I’ve got to admit, not doing Dickens this year is sort of an awkward gift from God. So many of us simply wouldn’t survive it this year! But our producers, the Pattersons, have moved Heaven and Earth and produced a virtual Dickens for the delight of us all. You can go the site, wander around through many of the displays and shops that usually make up our street, and purchase (from the safety of your living room) goodies you have come to love from Dickens Fair. Try going to and sampling whoever is on station this weekend.

Me, though, I am content to spend this winter pushing my convalescence to totality. I have defeated pneumonia, and dodged Covid-19; I can walk, I can talk, and I can even lie down for a few hours at a time. I have all manner of cunning techno toys to provide oxygen for me, from old fashioned tanks to the smallest and newest of the modern oxygen accumulators. In fact, the shoulder-bag O2 will make it possible for me to breeze in and out of a lab appointment tomorrow, almost like a normal person!

And I have twice so far had quite successful video appointments with my doctors – one by phone and one via my computer, but both clear and loud and easy to follow. I find I LOVE virtual doctors’ appointments. The doctors can even get a good look at my trach assembly, since a trach tube in one’s throat is not exactly a subtle thing … a good camera is as good as my being there sitting on a hard cold table under a spotlight. So far, anyway.

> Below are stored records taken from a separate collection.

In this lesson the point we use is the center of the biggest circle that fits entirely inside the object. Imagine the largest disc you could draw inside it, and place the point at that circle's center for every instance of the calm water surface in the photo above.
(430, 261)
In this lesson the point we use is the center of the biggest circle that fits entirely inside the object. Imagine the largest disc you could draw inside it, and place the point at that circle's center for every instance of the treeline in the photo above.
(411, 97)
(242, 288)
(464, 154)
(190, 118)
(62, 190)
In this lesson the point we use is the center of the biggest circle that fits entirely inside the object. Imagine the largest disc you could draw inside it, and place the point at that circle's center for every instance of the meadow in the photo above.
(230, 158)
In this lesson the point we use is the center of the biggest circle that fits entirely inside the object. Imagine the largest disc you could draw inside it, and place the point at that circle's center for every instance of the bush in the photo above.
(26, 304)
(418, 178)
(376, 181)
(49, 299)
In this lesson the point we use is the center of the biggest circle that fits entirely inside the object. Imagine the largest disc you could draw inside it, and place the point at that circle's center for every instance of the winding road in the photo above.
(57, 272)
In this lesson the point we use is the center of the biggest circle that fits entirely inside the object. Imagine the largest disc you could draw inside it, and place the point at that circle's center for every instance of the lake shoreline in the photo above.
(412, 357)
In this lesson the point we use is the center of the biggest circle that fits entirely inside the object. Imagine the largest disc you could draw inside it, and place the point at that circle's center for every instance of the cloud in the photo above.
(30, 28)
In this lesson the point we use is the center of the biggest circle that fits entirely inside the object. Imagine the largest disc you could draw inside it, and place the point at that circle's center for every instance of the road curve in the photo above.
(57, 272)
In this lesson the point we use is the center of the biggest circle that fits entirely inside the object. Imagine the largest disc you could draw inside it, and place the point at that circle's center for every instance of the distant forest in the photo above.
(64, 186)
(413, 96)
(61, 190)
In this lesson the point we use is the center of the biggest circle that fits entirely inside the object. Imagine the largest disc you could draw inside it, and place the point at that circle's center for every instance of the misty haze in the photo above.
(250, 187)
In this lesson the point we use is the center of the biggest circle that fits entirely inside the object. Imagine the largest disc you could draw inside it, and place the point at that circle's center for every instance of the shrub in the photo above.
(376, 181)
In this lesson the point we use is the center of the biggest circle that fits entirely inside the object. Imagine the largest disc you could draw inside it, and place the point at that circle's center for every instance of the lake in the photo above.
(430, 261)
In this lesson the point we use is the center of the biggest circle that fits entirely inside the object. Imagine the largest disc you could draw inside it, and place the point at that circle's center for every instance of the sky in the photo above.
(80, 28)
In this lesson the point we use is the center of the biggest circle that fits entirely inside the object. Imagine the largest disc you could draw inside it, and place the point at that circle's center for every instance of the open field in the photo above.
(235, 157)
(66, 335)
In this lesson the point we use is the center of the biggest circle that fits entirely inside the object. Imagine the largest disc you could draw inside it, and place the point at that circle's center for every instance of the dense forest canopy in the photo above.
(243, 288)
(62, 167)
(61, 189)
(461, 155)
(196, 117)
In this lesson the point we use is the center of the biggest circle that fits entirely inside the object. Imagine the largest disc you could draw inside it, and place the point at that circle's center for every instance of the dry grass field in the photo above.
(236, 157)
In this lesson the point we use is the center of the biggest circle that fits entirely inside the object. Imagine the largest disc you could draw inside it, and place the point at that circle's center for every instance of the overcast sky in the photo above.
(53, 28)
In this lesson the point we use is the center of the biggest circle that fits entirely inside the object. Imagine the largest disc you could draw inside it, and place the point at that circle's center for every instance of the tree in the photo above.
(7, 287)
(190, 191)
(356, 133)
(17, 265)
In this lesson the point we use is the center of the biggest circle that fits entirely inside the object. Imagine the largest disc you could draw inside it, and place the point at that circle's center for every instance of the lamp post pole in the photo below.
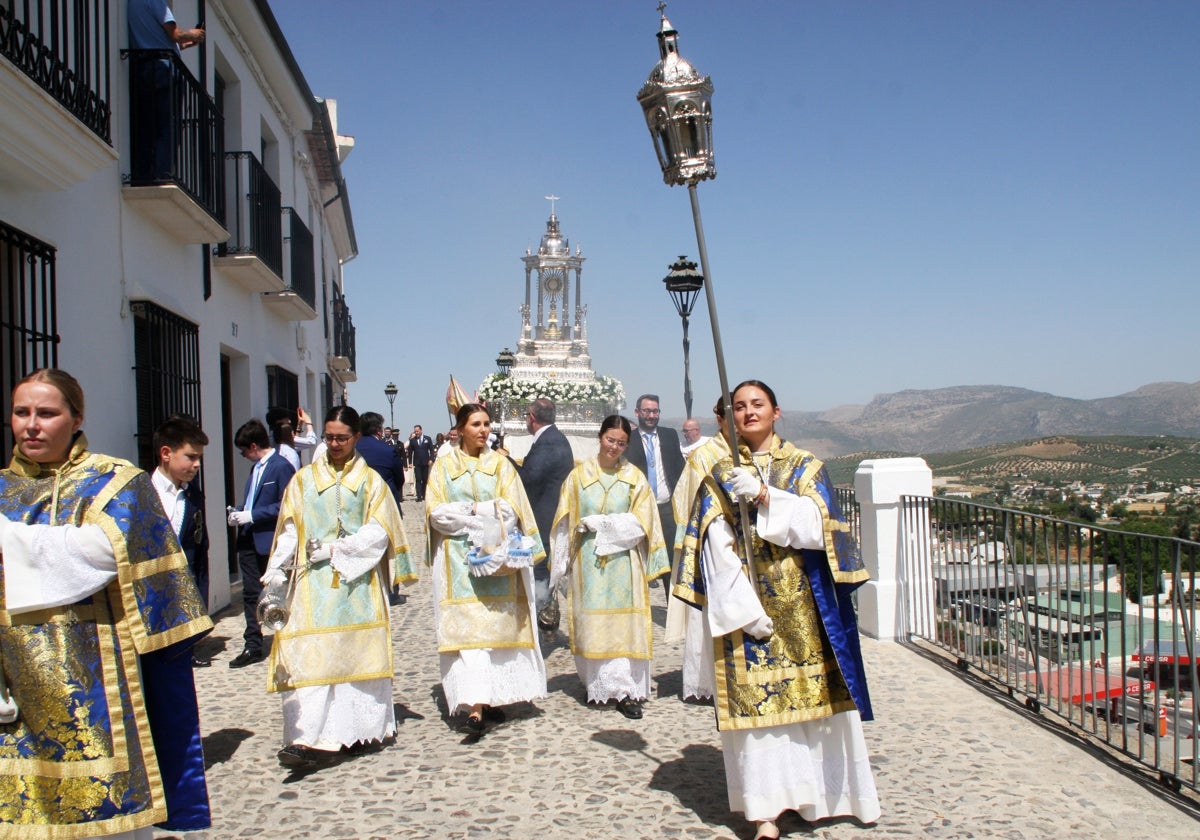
(390, 391)
(677, 105)
(504, 363)
(683, 285)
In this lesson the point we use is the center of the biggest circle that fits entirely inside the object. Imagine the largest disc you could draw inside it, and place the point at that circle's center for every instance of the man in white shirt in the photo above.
(691, 437)
(179, 444)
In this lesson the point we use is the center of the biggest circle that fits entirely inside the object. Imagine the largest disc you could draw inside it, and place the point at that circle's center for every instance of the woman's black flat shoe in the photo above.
(630, 708)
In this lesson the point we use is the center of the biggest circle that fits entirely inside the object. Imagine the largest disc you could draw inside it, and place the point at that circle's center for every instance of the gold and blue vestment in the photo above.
(81, 759)
(609, 610)
(811, 666)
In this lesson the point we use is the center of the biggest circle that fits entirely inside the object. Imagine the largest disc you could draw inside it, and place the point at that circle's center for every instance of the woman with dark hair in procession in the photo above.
(97, 702)
(607, 543)
(341, 538)
(483, 610)
(791, 691)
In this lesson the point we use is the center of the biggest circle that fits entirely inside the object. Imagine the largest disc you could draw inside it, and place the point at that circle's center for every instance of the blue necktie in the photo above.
(652, 472)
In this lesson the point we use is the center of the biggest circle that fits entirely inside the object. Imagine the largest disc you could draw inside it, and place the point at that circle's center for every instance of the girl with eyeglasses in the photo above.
(607, 544)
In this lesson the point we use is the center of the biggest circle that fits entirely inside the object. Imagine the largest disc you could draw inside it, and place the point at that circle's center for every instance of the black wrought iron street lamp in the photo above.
(677, 102)
(684, 285)
(504, 363)
(390, 391)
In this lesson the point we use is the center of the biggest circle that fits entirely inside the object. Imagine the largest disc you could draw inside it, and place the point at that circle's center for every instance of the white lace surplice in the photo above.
(331, 717)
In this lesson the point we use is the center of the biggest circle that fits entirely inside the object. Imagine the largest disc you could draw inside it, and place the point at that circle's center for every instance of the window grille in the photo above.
(29, 334)
(167, 370)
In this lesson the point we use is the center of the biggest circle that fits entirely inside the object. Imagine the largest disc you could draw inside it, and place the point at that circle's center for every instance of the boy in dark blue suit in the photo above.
(179, 443)
(256, 527)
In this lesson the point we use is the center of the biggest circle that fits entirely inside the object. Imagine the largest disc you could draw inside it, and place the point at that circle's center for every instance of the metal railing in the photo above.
(63, 46)
(301, 276)
(177, 132)
(343, 330)
(1095, 625)
(253, 211)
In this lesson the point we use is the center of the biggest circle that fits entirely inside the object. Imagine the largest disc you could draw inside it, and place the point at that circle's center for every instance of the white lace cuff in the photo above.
(54, 565)
(358, 553)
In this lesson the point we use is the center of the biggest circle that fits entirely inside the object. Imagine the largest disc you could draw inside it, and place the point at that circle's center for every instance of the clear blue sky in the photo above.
(909, 195)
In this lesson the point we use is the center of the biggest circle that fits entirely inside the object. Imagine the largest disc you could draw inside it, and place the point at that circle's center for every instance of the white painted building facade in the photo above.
(208, 291)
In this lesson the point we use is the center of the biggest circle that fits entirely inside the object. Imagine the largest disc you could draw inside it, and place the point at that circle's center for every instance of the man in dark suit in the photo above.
(543, 472)
(180, 443)
(420, 455)
(256, 527)
(379, 456)
(655, 451)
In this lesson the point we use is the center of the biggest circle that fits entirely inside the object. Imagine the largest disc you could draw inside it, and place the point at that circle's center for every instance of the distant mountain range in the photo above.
(967, 417)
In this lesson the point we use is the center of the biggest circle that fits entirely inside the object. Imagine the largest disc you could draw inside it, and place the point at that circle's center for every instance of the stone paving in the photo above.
(951, 761)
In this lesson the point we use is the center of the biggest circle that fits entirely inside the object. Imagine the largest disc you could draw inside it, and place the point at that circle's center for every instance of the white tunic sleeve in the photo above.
(792, 521)
(54, 565)
(358, 553)
(732, 600)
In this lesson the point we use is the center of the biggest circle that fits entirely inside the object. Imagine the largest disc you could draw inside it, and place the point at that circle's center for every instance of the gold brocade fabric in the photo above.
(339, 631)
(479, 612)
(609, 610)
(793, 676)
(79, 760)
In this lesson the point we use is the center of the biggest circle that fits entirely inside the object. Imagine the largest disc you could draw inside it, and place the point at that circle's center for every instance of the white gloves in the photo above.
(745, 484)
(760, 628)
(592, 522)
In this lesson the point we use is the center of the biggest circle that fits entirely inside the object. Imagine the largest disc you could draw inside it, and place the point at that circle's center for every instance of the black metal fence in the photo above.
(343, 330)
(255, 213)
(1095, 625)
(63, 46)
(177, 132)
(29, 333)
(303, 279)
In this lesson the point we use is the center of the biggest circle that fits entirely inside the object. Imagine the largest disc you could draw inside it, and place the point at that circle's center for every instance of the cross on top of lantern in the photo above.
(678, 108)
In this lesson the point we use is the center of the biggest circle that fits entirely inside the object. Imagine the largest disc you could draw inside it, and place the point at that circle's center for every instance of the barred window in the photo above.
(282, 388)
(29, 334)
(167, 369)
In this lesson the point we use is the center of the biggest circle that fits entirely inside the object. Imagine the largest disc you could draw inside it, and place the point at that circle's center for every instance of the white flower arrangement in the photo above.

Kage would have liked a lot of this, I am sure. Having to live through the pandemic would appall her as well as fascinate her; she would absolutely love being able to see her doctor via her computer, though, rather than venturing out into the winter cold and winds.

And in the meantime, we proceed through the careful steps of Making Christmas. A small, cozy close to home Christmas for us, in our fiercely defended single household; but still a blessed time to be together, And maybe – maybe! – even safer this year than last.

Soon, soon, I will be able to work on a story for you, too, Dear Readers. We’ve carved us out a nice, safe place to spend the winter.